Los achaguas vivían en los llanos del Apure, Meta y Orinoco, y eran pacíficos como también los salivas, a orillas de este, del Meta, Guaviare y Vichada. En el valle central, los teques (caribes) y los Caracas, de quienes tomó su nombre la capital. Otros guaiqueríes, más pacíficos que los anteriormente citados, vivían en la isla Margarita y en Carúpano. Los otomacos, arauacas y guayanos del bajo Orinoco eran también más adelante insumisos y los últimos dieron nombre a la región de Guayana. A orillas del lago Maraciabo habitaban los zaparos; en la región de Mérida, los chamas, una de cuyas tribus era la de los mucuchíes.

El nivel cultural era en general bajo, aunque con matices; no se conocían metales útiles; los cultivos principales eran el maíz, la yuca y el ají y se utilizaban también frutas tropicales, de las que había gran variedad. Además de la fabricación de armas e instrumentos, las principales artesanías eran la alfarería, siendo la mejor la de los cuicas, y la construcción de piraguas. En contraste con el bajo nivel de la época de la conquista, quedan restos de calzadas de tierra, en extensión de varios kilómetros, en Barinas y la del Maraca a Cumarepo, caminos o diques contra las inundaciones, y que se ignora por quienes fueron construidos.

CALVO, Pilar, Diccionario de Historia de España, dirigido por Germán Bleiberg. 2ª edición. Ed. de la Revista de Occidente, 1969, tomo N-Z, pág. 933.

Descubrimiento y Colonización

Índice

El descubrimiento del litoral
Cubagua y Cumaná
Carácter de la conquista. —Coro—
La colonización alemana
La fundación de Caracas
Trinidad y Guayana

El descubrimiento del litoral

El primer descubridor de Venezuela fue Colón en su tercer viaje. El 31-VIII-1498 vio la isla de Trinidad y al día siguiente percibió la Tierra Firme, en la costa al sur de dicha isla. Penetró en el golfo de Paria, entre Trinidad y la costa de Paria, y el 3 vio esta, llamándola isla de Gracia, por creerla tal; fue pasando ante las bocas del Orinoco, y salió el día 13 del golfo por la boca del Drago, recorriendo luego la costa hacia el oeste hasta el cabo de las Conchas, donde comenzaba la península de Araya y descubrió la isla Margarita (15-VIII), no prosiguiendo su descubrimiento por su prisa en llegar a la Española (actual Santo Domingo).

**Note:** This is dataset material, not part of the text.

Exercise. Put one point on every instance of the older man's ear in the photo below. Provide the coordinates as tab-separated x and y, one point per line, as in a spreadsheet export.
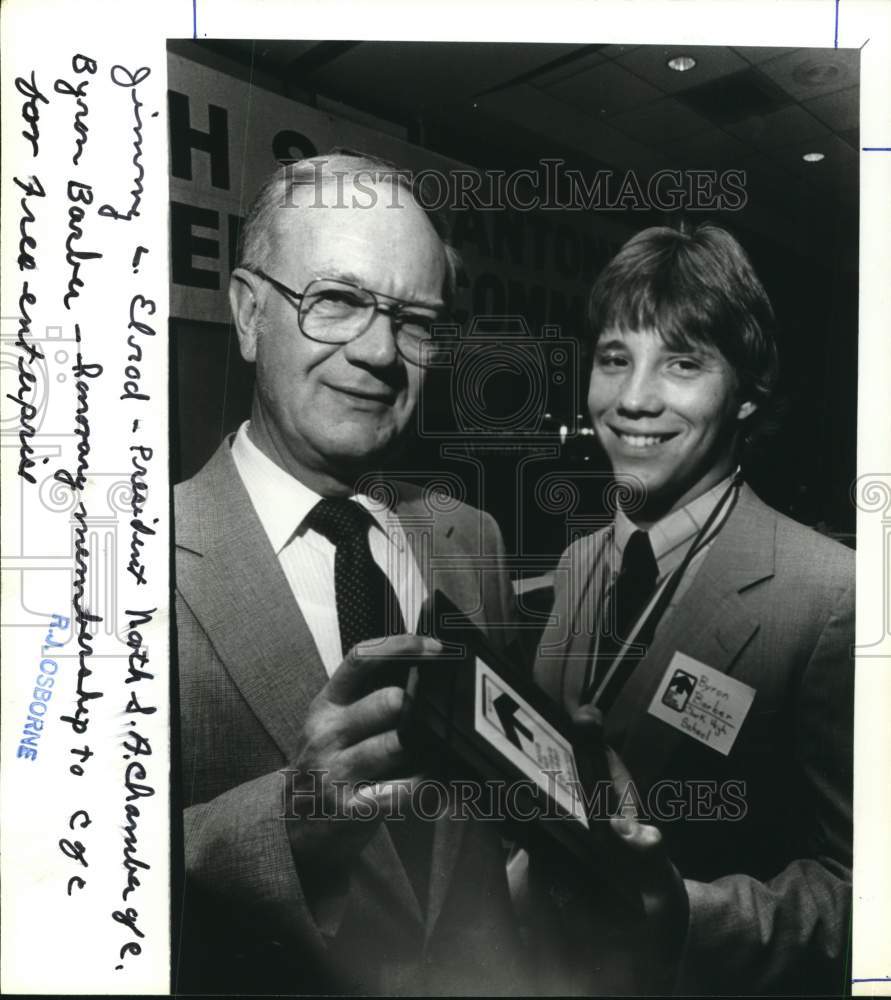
245	311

Creyó por la abundancia de agua dulce a causa de los caudalosos ríos que por allí desembocaban y la belleza del paisaje que por allá se encontraba el paraíso terrenal; sospechó al ver que se prolongaba la costa que se trataba de otro mundo, es decir, otro continente y lanzó sus rara teoría de tener la Tierra forma de pera. No desembarcó por tener una afección a los ojos y lo hizo Pedro de Terreros, que tomó posesión en nombre de los Reyes Católicos.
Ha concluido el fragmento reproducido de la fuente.